Don Logan was in Salt Lake City on Sunday night, preparing for Triple-A All-Star Game XXIV on Wednesday, when the 51s' executive director was asked about Triple-A All-Star Game III, the one played at Cashman Field on July 11, 1990.

Logan was the Las Vegas Stars' assistant general manager in 1990. He had a Jerry Lewis-like shock of black hair and wore these wire-rim glasses that resembled racing goggles, proving that old game programs do not always make ideal keepsakes.

Logan remembered that Juan Gonzalez, then of the Oklahoma City 89ers, later of the Texas Rangers with brief stops in Detroit, Cleveland and Kansas City, hit a ball off the light tower in left field during the home run derby.
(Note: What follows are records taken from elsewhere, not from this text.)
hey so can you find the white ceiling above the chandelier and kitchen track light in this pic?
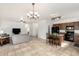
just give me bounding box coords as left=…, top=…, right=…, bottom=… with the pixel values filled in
left=0, top=3, right=79, bottom=19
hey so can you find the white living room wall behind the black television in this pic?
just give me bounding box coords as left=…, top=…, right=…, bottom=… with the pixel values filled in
left=0, top=20, right=27, bottom=35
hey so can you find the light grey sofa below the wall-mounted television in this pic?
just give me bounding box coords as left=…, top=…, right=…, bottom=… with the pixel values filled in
left=12, top=34, right=31, bottom=44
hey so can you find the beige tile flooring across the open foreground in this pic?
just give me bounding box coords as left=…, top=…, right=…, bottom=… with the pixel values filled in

He recalled that it rained all week, and that it was so hot and humid on the day of the game that the black-and-red tie Stars GM Larry Koentopp insisted that Logan wear was soaked in perspiration.
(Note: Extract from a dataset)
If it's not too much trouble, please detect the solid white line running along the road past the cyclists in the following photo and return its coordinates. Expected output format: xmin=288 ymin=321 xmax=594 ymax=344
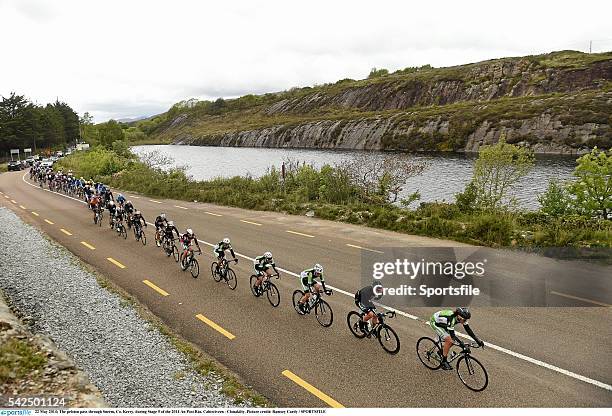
xmin=21 ymin=173 xmax=612 ymax=391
Oh, yeah -- Logan also remembered that Morganna "The Kissing Bandit" ran onto the field early in the game to plant a kiss on Stars All-Star third baseman Eddie Williams, but only upon being prodded.

This is why Logan is a baseball man, and I am more of a well-endowed-former-exotic-dancer-running-onto-the-field-to-kiss-a-ballplayer kind of man.
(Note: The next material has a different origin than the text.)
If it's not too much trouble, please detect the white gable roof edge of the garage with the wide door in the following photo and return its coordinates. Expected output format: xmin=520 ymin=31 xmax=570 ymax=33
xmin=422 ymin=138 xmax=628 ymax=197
The box score that night shows the National League Stars beating the American League Stars 8-5 in front of a sellout crowd of 10,223. And that the "Stars of Stars" were Luis Sojo of the Syracuse Chiefs, Williams and Gonzalez. Uh-uh. Is it too late to file a protest? The real Stars of Stars that night were Morganna and her ... well ... you know.

Morganna Roberts and the You Knows burst onto the scene -- not literally, but close -- in the early 1970s. Her big, um, breakthrough occurred in 1971 when she bolted onto the field at Cincinnati's Riverfront Stadium as only she, and perhaps Dolly Parton, could. She smooched Pete Rose, who initially was not pleased. The next day, after everybody was talking about it, ol' Charlie Hustle was totally pleased.

Had Morganna made her debut on the day baseball teams select their stars of the future, she would've easily been the biggest bust in draft history. Only Danny Goodwin, who was picked first in both 1971 (by the White Sox) and 1975 (by the Angels) and never panned out, comes close.

Morganna's 37 major league "victims" over the years included Cal Ripken Jr., Johnny Bench, Steve Garvey, Don Mattingly, Nolan Ryan and The Famous Chicken, who pecked and then royally beak-locked her. George Brett got kissed twice, including once at the 1979 All-Star Game in Seattle. Said Kelly Tripucka of the Detroit Pistons, who Morganna bussed after she branched off into basketball, "It was like hugging a mattress."

Although Morganna had her own baseball card, Baseball Reference.com does not include a page -- er, pages -- of her vital statistics. The best guess is she was in her late 30s when she added Eddie Williams to the kisses on her list.

After Morganna cozied up to Williams that night, she was "apprehended" by Nick Fitzenreider and Harold Daly Jr. of the Cashman Field security force. Fitzenreider, still with the 51s, said he "kind of had a suspicion" that Morganna might show up. (He had practically set the whole thing up, having made Morganna contacts when he was with the St. Louis Cardinals.)

Fitzenreider and Daly appeared more stern than TV detectives Friday and Gannon as they escorted the famous trespasser from view. But when they arrived in the dugout tunnel, Morganna planted a kiss on Fitzenreider, too.

She did not stay for the game. Bob Blum, the 51s' present-day special assistant to the GM, paid Morganna $500 for the effort, wrote a similar check to cover her expenses, and gave her a ride to the airport.

The autographed picture she gave to Blum is pretty much the last anybody around here has seen of Morganna, who "retired" in 2001, when she would have been around 47. She was briefly part-owner of the Utica Blue Sox, and legend has it the Blue Sox went 40-14 after one of her pep talks. Tore the New York-Penn League right up.

The point of most, if not all, of this is that baseball was a lot more fun when Morganna was around. If she tried to jump onto the field today, security would probably throw her to the ground and zap her with a Taser.

Though it might have taken the Pittsburgh Steelers' offensive line, and an industrial-strength Taser.